# Компьютерные технологии > Операционные системы >  загрузочная флешка Windows (8.1)

## tibeer

Стояла винда7х64, три года, (диск SSD), месяц назад начались проблемы (некорректно стали работать драйвера некоторых программ (к примеру графический планшет стал неадекватно работать, удалил драйвера - скачал новые пишет, что не совместима с данной ОС7)). ок - переустановил ОС, (взял у соседа флешку, зборка похду какаято, он сам не знает какая.. распознается устанавлвается, только после обновлений не работают все екзешники). ок отключил обновления. теперь некоторые программы пишут, мол устаревшая версия виндовса... ок теперь из 10 игр установленных - работают только две - Ведьмак1 и ГТА4, при запуске остальных - либо белое окно, либо проблемы с Длл ну и тд... ок. Скачал новую винду8 - создал загрузочную флешку через Windows 7 USB DVD Download Tool - поставил в биосе на нее загрузку - на черном экране мигает бесконечно белый курсор _ _ _... Через UltraISO вообще даже запись не начинается - ошибка 1450 при записи на устройство (пробовал на трех разных флешках)... уже как месяц мучаюсь, все перепробовал и переискал... (пс: разными антивирусами тоже все проверял - нет вирусов..)

----------


## gobhack

> Стояла винда7х64, три года, (диск SSD), месяц назад начались проблемы (некорректно стали работать драйвера некоторых программ (к примеру графический планшет стал неадекватно работать, удалил драйвера - скачал новые пишет, что не совместима с данной ОС7)). ок - переустановил ОС, (взял у соседа флешку, зборка похду какаято, он сам не знает какая.. распознается устанавлвается, только после обновлений не работают все екзешники). ок отключил обновления. теперь некоторые программы пишут, мол устаревшая версия виндовса... ок теперь из 10 игр установленных - работают только две - Ведьмак1 и ГТА4, при запуске остальных - либо белое окно, либо проблемы с Длл ну и тд... ок. Скачал новую винду8 - создал загрузочную флешку через Windows 7 USB DVD Download Tool - поставил в биосе на нее загрузку - на черном экране мигает бесконечно белый курсор _ _ _... Через UltraISO вообще даже запись не начинается - ошибка 1450 при записи на устройство (пробовал на трех разных флешках)... уже как месяц мучаюсь, все перепробовал и переискал... (пс: разными антивирусами тоже все проверял - нет вирусов..)

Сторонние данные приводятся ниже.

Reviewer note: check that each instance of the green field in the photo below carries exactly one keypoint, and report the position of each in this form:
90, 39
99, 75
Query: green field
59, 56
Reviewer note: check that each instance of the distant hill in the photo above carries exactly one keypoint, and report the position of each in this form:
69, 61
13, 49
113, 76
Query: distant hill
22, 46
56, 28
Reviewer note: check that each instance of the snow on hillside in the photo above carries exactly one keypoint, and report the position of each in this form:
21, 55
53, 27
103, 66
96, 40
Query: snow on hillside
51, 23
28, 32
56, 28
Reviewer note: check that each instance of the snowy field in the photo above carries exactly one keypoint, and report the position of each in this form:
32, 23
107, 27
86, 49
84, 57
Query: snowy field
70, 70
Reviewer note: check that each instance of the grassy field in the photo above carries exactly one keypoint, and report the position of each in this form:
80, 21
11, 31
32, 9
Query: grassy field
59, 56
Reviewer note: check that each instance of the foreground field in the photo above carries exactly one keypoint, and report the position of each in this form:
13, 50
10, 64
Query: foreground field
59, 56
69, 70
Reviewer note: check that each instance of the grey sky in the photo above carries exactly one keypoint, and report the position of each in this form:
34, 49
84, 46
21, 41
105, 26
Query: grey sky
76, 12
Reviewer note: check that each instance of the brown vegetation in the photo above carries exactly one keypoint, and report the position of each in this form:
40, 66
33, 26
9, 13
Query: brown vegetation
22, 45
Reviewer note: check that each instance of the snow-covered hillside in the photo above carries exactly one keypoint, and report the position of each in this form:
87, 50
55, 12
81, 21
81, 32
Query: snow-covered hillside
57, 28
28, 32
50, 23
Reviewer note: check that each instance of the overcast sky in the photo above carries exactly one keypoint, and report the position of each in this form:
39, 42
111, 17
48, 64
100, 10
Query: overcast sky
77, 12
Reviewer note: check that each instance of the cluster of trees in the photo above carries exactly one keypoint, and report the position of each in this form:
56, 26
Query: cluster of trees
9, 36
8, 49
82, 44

wusa.exe /uninstall /kb:2859537
wusa.exe /uninstall /kb:2872339
wusa.exe /uninstall /kb:2882822
wusa.exe /uninstall /kb:971033
и в центре обновлений отключаешь установку этих обновлений. и поставь последние дрова на видео. проблемы с длл - нужно знать на какие именно, если на одну и ту же - скачай ее и закинь в систем32

----------